Die EZB müsse nun vor allem dafür sorgen, dass die Märkte und die Bevölkerung der Notenbank dahingehend vertraut, dass sie ihr Ziel von zwei Prozent erreicht. Sonst könnten die Inflationserwartungen aus dem Ruder laufen, denn dann würden sich die Preissteigerungen auf lange Sicht festsetzen.

Dabei passiert genau das, da allüberall Gewerkschaften zum Beispiel hohe Lohnforderungen stellen, weil sie dauerhaft von starken Kaufkraftverlusten der Beschäftigten ausgehen. Das kann man nicht den Beschäftigten anlasten, sondern einer EZB-Geldpolitik, die das provoziert hat.

Gegen Kritik, die zum Beispiel an den Zinserhöhungen aus ihrem Heimatland Frankreich auch von ihrem Freund und Präsident Emmanuel Macron kommt, erklärt Lagarde nun, die EZB müsse tun, was sie tun müsse.

Eine Zentralbank muss sich auf ihr Mandat fokussieren; unser Mandat ist Preisstabilität und wir müssen dieses Mandat erfüllen, und dazu alle Instrumente einsetzen, die uns zur Verfügung stehen.

Christine Lagarde

Man müsse die Mittel auswählen, die am angemessensten und effizientesten seien. Das ist deshalb Realsatire, da die Lagarde-EZB ihr Mandat seit dem Amtsantritt vernachlässigt und statt für Preisstabilität zu sorgen vor allem mit der Geldpolitik Konjunkturpolitik betrieben hat, was nicht das Mandat der Zentralbank ist.

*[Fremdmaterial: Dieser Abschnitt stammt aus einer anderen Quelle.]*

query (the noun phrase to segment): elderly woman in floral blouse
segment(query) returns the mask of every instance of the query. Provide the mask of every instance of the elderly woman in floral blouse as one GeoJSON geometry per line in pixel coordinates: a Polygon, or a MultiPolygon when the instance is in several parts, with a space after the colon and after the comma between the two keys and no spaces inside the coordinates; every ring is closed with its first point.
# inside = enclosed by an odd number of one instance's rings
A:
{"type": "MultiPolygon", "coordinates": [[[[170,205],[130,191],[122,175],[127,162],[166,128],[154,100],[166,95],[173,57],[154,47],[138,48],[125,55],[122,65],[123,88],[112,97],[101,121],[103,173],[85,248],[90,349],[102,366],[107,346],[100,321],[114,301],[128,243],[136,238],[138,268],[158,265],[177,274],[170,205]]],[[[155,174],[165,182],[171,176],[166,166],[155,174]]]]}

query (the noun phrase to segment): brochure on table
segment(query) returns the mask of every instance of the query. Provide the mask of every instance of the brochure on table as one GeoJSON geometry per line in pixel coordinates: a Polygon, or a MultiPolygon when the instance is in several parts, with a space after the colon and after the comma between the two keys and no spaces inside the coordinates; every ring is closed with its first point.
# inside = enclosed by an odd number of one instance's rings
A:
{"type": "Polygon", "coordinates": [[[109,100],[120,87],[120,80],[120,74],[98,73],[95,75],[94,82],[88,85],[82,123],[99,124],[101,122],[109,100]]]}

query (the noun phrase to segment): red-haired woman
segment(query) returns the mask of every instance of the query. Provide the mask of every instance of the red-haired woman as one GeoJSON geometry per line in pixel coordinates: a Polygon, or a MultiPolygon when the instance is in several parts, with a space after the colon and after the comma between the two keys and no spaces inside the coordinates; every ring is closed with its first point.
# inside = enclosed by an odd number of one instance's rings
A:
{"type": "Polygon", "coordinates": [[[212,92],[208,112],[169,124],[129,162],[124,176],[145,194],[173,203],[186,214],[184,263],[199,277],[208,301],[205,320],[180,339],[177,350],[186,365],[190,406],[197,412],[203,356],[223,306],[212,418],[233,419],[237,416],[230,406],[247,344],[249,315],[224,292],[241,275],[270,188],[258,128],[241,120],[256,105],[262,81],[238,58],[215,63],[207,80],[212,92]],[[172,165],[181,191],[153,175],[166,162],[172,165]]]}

Hätte man vor einem Jahr mit Leitzinserhöhungen gegengesteuert, hätte dies womöglich einen Effekt gehabt. Dass diese Erhöhungen jetzt, wo das Kind in den Brunnen gefallen ist, kurzfristig Wirkung entfalten können, das bezweifeln viele Experten.

Immer mehr Sektoren

Letztlich bezweifelt das auch die EZB selbst. Schaut man sich die Presseerklärung zu den Entscheidungen des EZB-Rats an, dann wird sehr deutlich, dass die Inflation inzwischen deutlich an Breite gewonnen hat: "Der Preisdruck manifestiert sich in immer mehr Sektoren."

So prognostiziert auch die EZB, dass die hohe Inflation die Realeinkommen privater Haushalte verringert und die Kosten von Unternehmen in die Höhe treibt. Sie wirkt weiterhin dämpfend auf Ausgaben und Produktion und treibt damit die Wirtschaft stärker in Richtung Rezession.

Dass die EZB-Geldpolitik zu einer Verschlechterung des Wechselkurses beigetragen und damit die Inflation weiter angetrieben hat, gibt man nebulös in Frankfurt auch zu: "Die Einkommen im Euroraum werden durch schlechtere Terms of Trade belastet, da die Importpreise rascher steigen als die Exportpreise."

Allerdings schiebt man dann wieder die Hauptlast auf die "hohen Energiekosten", die wiederum "auf die gesamte Wirtschaft durchschlagen". Das stimmt natürlich, doch ist das, wie das Schweizer Beispiel zeigt, bestenfalls nur die halbe Wahrheit.